The color and spectral Doppler analysis of IHH revealed a variety of flow patterns. Kassarjian et al (
18) showed abnormal color flow in 60% of IHH patients and the presence of shunting was confirmed in 44%. Paltiel et al (
19) studied 13 children with IHH and revealed that the range of the peak Doppler shift overlapped with those previously literatures reported for malignant liver tumors. Other reported Doppler features included enlarged hepatic arteries and veins, large feeding and draining vessels surrounding or within the tumors, venous flow in some anechoic areas (
18,
20). However, little attention has been paid to analysis of resistant index (RI). In our series, the color Doppler showed color flow in 8 (61.5%) IHH patients and the spectral Doppler also showed variable flow patterns: venous flow only in one case, arterial flow and/or venous flow in 7 cases, which was in accordance with published data (
18-
20). Although the abnormal color flow were the same commonly observed in HBL compared to IHH, the spectral Doppler showed significant difference between the two diseases, that is, the IHH was more prone to appear as arterial flow with RI < 0.7 and/or venous flow, whereas the HBL was more likely to appear as arterial flow with RI > 0.7. Histologically, the IHH is composed of numerous vessels in size from small (capillary) to large (cavernous), it contains arteriovenous malformations and venous, lymphatic or capillary components (
19), thus it may act as arteriovenous shunt with relatively low RI and/or venous flow. Whereas the HBL mainly consists of numerous and disorderly hepatoblast-like cells, we speculated that lack of arteriovenous anastomosis or draining vein might be the reason for relative higher RI in HBL. Therefore, although IHH showed great variability in Doppler ultrasound, spectral Doppler might be of great utility in differential diagnosis between IHH and HBL.
Nearly 10% of HBL occurs in the neonatal period and it is also the third most common of the fetal and neonatal liver tumors (
2,
21). IHH may obtain a delayed diagnosis due to absence of symptoms. Moreover, recent studies have showed IHH with elevated AFP and HBL with very low AFP level (
22,
23). Thus, a combination of multiple parameters may be much more efficient.

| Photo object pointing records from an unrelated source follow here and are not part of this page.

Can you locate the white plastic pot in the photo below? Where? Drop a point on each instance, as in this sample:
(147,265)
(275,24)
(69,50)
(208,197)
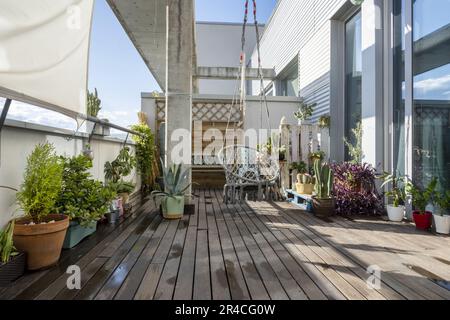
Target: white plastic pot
(442,224)
(396,214)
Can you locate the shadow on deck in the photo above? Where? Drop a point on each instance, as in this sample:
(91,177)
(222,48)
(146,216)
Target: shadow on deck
(256,250)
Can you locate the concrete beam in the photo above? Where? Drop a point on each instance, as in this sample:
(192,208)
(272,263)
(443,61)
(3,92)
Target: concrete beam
(229,73)
(179,72)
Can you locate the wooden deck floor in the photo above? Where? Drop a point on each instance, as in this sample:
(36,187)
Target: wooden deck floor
(257,250)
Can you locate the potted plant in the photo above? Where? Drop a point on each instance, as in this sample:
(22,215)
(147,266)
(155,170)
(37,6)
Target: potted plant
(121,167)
(172,199)
(396,196)
(323,201)
(421,197)
(305,184)
(324,122)
(92,109)
(83,199)
(124,189)
(282,153)
(40,234)
(12,262)
(305,112)
(87,151)
(441,216)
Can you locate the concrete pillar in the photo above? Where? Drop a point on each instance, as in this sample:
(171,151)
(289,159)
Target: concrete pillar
(372,82)
(179,69)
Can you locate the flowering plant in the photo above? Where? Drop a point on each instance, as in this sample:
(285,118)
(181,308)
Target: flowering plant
(355,191)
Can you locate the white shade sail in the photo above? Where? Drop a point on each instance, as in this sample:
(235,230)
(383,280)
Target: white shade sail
(44,52)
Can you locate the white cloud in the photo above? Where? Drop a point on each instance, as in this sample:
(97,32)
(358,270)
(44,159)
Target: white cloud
(433,84)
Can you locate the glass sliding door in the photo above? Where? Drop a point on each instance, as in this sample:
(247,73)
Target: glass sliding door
(399,88)
(353,75)
(431,102)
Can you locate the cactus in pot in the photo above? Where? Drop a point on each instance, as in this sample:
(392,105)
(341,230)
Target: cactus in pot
(323,201)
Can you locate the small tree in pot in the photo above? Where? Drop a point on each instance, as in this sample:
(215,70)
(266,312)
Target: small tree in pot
(172,199)
(83,199)
(421,197)
(323,200)
(441,216)
(12,262)
(41,233)
(396,196)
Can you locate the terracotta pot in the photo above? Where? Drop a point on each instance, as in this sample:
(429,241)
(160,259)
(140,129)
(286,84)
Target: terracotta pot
(125,197)
(395,214)
(306,189)
(323,207)
(41,242)
(422,221)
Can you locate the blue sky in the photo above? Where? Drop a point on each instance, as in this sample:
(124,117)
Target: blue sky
(117,70)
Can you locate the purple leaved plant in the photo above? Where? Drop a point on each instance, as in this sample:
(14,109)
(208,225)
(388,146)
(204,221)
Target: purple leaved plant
(355,191)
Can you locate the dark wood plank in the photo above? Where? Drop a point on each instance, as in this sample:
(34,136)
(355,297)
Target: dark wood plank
(166,285)
(237,285)
(185,283)
(159,259)
(94,286)
(87,274)
(119,275)
(253,279)
(308,286)
(137,273)
(219,282)
(31,287)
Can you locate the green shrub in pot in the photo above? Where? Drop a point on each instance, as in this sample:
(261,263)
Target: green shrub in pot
(12,263)
(83,199)
(40,234)
(396,196)
(420,198)
(441,216)
(172,199)
(323,201)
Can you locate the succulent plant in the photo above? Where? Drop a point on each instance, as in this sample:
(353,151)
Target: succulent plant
(324,180)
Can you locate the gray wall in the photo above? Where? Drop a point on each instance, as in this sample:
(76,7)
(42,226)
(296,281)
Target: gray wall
(303,28)
(219,45)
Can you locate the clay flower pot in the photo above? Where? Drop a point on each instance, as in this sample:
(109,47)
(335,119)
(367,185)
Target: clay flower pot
(41,242)
(324,207)
(422,221)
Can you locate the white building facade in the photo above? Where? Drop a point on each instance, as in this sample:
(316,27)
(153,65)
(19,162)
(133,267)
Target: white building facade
(384,63)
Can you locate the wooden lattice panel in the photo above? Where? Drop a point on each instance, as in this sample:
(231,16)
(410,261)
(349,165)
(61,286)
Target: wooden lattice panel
(206,111)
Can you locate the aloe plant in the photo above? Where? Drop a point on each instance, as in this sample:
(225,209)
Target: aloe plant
(93,104)
(324,180)
(175,182)
(7,249)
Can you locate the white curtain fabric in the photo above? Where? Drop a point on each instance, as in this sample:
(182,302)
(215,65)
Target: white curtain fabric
(44,52)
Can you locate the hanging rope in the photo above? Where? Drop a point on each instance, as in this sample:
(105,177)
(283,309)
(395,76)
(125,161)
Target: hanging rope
(240,75)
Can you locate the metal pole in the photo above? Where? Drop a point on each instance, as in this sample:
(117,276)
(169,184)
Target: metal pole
(4,113)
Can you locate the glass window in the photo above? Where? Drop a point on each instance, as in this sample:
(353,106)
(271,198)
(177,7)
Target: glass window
(431,68)
(353,75)
(399,87)
(289,84)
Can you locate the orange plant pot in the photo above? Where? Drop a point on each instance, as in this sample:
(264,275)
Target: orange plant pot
(41,242)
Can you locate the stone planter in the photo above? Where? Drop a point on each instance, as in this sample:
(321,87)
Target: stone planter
(396,214)
(324,207)
(306,189)
(441,223)
(173,207)
(76,233)
(98,128)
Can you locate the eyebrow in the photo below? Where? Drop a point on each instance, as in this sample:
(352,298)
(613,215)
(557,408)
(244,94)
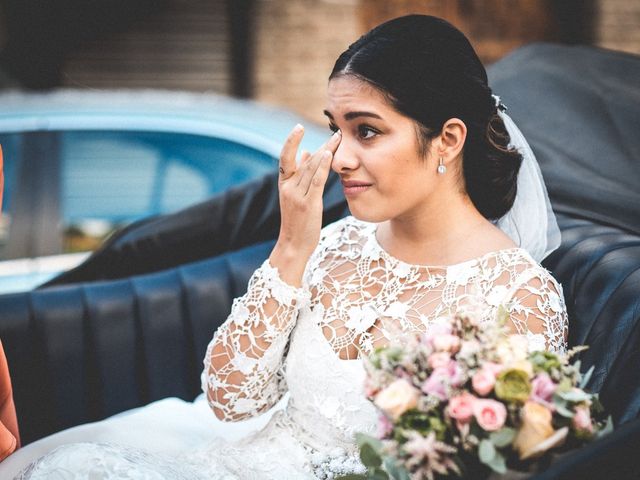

Combined the clinical features including age (< 6 months) and normal AFP level yielded high capability in differential diagnosis, with sensitivity, specificity and Youden index of 77% (10/13), 95% (36/38), and 0.72. When combined clinical features (age and AFP) and spectral Doppler as the diagnostic criterion for distinguishing these cases with positive color flow signals, the sensitivity, specificity, accuracy and Youden Index were 88%, 95%, 89% and 0.83, respectively. In other words, clinical features and spectral Doppler are useful parameters for differential diagnosis.
There were several limitations to our study. Firstly, four patients with IHH didn’t obtain pathological diagnosis owing to the risk of bleeding after biopsy and the unsuitability of surgery in patients with multiple or diffuse lesions. In addition, the pediatric liver tumors are rare diseases, so our study is a small series despite the long duration of patient collection over 10 years. Finally, none of the patients in our study underwent contrast enhanced ultrasound (CEUS). Although CEUS has higher diagnosis efficacy in focal liver lesions than baseline ultrasound, it is still a relative contraindication in children.